I concur in the reasoning and the result, but in view of the position which I took in the recent case of Hickok v.Skinner, 113 Utah 1, 190 P.2d 514, I feel constrained to add a brief word of explanation.
In the Hickok case, plaintiff had stopped at a stop sign, and having seen only one car approaching from the east at a distance of 400 to 500 feet, had proceeded into the intersection without again looking to the east. The immediate eastbound traffic had all passed while Hickok was stopped. The majority of this court held that plaintiff was guilty of contributory negligence as a matter of law in not having looked again to the east.
In this case, the question which confronts us is whether or not the defendant who was traveling on the through highway was guilty of negligence as a matter of law in *Page 284 failing to look again in the direction of plaintiff's automobile, after having observed it at or near the stop sign when he (defendant) was about a quarter of a block (165 feet) away.

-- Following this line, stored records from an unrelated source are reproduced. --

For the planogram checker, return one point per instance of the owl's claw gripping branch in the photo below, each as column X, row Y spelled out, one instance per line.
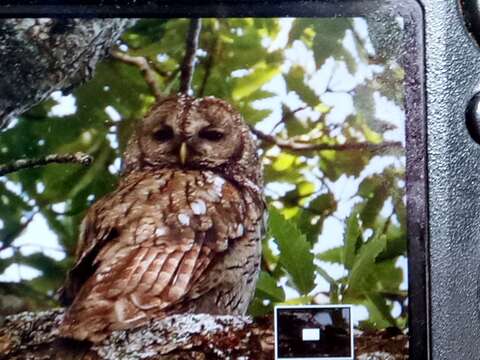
column 78, row 158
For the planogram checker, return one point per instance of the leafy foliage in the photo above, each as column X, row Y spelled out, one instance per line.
column 294, row 78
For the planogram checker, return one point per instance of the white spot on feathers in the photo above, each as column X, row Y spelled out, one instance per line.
column 184, row 219
column 218, row 185
column 199, row 207
column 161, row 231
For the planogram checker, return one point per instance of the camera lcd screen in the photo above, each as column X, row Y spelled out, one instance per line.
column 314, row 332
column 331, row 103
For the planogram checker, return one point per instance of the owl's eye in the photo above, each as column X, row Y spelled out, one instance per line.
column 211, row 135
column 163, row 134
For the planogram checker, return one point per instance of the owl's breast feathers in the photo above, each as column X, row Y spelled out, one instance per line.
column 164, row 242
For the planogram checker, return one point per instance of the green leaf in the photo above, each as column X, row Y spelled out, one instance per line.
column 351, row 239
column 267, row 288
column 262, row 74
column 295, row 251
column 365, row 261
column 334, row 255
column 379, row 311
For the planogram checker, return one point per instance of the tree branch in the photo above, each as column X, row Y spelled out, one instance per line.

The question here is the converse of Hickok v. Skinner. Although the question here is somewhat different from that in the Hickokcase, I think the underlying fundamental principle is the same.
There are some factual details in this case which I think distinguish it from Hickok v. Skinner, and I do not regard my concurrence in this case as inconsistent with the views expressed in my dissenting opinion in the Hickok case. But even if no valid distinction can be made between the two cases, I must nevertheless concur, because Hickok v. Skinner is now the law of this state.